I'm not a phylogenetics expert when it comes to the algorithms used and such, but I believe what Marjanovic meant was that a morphological dataset like this one that tries to maximize taxonomic coverage will have a lot of highly incomplete taxa.
David M. is obviously the best-qualified person to clarify what he meant, but it didn't occur to me to read his comment on the difference between morphology and molecules as a statement about incompleteness. Sparse supermatrices with wildly varying levels of coverage are common in densely sampled molecular analyses as well; it's not a problem unique to fossil phylogenies.

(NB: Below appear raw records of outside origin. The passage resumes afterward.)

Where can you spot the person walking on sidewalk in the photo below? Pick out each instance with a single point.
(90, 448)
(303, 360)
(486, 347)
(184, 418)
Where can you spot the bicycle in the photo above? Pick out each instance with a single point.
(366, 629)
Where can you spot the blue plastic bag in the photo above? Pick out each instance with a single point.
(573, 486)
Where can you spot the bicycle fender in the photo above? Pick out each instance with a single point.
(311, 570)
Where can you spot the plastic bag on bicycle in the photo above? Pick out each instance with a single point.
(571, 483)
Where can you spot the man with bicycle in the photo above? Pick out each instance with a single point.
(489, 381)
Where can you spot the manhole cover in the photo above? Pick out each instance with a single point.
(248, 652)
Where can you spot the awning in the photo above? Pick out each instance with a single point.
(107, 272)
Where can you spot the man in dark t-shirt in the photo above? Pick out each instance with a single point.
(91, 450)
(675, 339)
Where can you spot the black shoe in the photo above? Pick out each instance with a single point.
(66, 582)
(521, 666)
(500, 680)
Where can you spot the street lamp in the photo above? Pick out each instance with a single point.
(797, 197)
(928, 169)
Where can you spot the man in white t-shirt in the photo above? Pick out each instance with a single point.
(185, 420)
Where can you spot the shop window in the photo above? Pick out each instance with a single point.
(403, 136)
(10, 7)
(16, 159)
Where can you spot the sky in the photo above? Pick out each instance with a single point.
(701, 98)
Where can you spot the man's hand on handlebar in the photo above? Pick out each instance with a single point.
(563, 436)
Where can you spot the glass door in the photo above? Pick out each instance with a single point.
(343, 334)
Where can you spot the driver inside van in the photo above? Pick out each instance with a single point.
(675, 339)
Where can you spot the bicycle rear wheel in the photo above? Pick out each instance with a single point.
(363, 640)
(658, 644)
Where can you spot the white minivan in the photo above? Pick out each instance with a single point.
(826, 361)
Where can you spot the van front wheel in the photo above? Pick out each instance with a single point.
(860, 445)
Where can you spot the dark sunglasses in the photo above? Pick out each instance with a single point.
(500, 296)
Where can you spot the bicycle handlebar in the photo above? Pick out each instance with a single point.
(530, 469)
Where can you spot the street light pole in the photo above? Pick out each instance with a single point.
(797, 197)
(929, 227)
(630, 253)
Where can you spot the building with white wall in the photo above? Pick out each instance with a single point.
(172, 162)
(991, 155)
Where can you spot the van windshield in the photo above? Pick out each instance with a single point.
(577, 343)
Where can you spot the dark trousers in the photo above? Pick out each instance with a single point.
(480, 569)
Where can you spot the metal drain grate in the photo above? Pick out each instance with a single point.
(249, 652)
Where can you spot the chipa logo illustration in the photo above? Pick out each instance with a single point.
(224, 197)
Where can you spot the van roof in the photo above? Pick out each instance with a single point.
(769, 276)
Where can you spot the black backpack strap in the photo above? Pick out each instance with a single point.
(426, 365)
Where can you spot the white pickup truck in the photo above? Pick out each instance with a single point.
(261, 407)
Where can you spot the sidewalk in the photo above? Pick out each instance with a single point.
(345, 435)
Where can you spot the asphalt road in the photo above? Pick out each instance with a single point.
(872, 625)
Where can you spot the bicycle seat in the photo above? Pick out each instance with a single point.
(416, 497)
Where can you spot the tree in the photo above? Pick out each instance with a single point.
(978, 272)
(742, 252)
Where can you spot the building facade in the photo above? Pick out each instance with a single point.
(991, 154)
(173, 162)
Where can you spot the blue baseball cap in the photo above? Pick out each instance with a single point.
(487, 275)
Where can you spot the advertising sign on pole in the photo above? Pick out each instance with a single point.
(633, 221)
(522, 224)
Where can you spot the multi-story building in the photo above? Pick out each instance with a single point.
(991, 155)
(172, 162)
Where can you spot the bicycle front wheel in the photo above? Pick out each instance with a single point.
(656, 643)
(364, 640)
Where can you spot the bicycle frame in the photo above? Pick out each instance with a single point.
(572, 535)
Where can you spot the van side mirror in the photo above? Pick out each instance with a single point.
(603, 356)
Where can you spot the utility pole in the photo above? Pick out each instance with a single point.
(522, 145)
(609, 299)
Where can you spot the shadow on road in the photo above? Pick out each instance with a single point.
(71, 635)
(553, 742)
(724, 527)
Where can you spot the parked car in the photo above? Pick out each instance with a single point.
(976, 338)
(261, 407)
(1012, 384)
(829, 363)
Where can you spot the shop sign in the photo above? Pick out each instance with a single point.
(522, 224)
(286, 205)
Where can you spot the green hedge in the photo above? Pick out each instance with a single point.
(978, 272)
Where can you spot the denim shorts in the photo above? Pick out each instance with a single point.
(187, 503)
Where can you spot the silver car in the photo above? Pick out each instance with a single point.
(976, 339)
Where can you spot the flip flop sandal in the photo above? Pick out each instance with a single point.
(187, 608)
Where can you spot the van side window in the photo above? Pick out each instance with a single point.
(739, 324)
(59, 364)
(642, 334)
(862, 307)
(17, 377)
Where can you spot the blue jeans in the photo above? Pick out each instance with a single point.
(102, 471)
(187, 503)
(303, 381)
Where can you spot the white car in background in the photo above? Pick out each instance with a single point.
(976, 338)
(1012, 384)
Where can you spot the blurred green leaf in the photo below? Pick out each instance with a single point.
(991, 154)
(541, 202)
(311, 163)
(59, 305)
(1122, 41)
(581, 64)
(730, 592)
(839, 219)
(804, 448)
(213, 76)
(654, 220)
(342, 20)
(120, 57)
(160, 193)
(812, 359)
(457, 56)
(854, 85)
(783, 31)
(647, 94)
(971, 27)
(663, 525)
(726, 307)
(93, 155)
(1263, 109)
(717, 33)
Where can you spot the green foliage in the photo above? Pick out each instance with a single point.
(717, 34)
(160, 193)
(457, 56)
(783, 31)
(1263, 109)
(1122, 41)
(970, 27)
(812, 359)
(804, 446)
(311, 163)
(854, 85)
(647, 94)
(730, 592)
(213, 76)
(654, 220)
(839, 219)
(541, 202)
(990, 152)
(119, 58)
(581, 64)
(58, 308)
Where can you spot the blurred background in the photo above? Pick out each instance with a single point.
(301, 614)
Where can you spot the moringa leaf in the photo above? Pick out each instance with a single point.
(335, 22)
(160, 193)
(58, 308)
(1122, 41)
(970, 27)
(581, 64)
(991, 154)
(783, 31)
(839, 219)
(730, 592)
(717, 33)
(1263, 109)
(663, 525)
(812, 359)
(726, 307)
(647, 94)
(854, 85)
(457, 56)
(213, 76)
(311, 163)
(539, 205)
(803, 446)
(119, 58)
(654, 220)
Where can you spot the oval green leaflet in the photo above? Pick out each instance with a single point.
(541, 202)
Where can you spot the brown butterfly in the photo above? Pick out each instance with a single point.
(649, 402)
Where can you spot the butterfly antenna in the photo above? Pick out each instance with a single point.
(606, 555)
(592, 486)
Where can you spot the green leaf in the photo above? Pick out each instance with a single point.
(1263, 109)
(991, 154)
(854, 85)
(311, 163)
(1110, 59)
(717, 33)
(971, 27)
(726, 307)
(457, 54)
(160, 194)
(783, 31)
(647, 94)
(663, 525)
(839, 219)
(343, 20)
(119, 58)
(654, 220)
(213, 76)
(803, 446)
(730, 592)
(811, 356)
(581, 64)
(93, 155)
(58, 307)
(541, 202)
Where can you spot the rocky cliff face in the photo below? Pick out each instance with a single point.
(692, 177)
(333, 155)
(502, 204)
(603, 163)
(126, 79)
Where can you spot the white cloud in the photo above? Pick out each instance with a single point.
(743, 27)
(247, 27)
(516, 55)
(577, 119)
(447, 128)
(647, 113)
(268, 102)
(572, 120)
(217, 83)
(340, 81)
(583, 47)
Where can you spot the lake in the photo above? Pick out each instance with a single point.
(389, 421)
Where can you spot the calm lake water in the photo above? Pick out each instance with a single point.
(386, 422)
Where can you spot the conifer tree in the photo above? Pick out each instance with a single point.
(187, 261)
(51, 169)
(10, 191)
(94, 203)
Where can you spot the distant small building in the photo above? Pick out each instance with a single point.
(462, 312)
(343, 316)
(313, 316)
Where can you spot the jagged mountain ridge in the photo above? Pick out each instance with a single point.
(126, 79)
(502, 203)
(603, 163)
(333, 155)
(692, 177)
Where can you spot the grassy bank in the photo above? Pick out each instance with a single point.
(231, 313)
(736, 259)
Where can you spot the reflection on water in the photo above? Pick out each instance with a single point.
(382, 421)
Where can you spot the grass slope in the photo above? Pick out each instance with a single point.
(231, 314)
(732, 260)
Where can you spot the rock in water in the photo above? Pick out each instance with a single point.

Dromomeron gigas is just a partial femur, Ignotosaurus an incomplete ilium, Nyasasaurus a few vertebrae and partial humerus, etc.. It's common to have only 10% coded or less. So in these cases, it's very easy for the bootstrapping procedure to delete the few characters placing such taxa in their clades, or multiply those few characters that would otherwise be local autapomorphies and disagree with close relatives. And since the bootstrap percentage is telling you if the entire compliment of included taxa formed a clade in the bootstrap replicates, it's not useful if you have a lot of fragmentary taxa jumping around a basically stable backbone phylogeny. Ornithoscelida might have been recovered in every tree, but Nyasasaurus was in it 44% of the time for example. And because of this, Ornithoscelida gets a 66% bootstrap score, despite the fact every bootstrapped tree had theropods plus ornithischians forming a clade outside sauropodomorphs. Am I completely off base?
I don't know. I'd be in favor of testing this hypothesis empirically by re-running the bootstrap analysis on the original matrix and checking each pseudoreplicate for the presence of an Ornithoscelida-like clade (plus or minus Nyasasaurus and other highly incomplete taxa).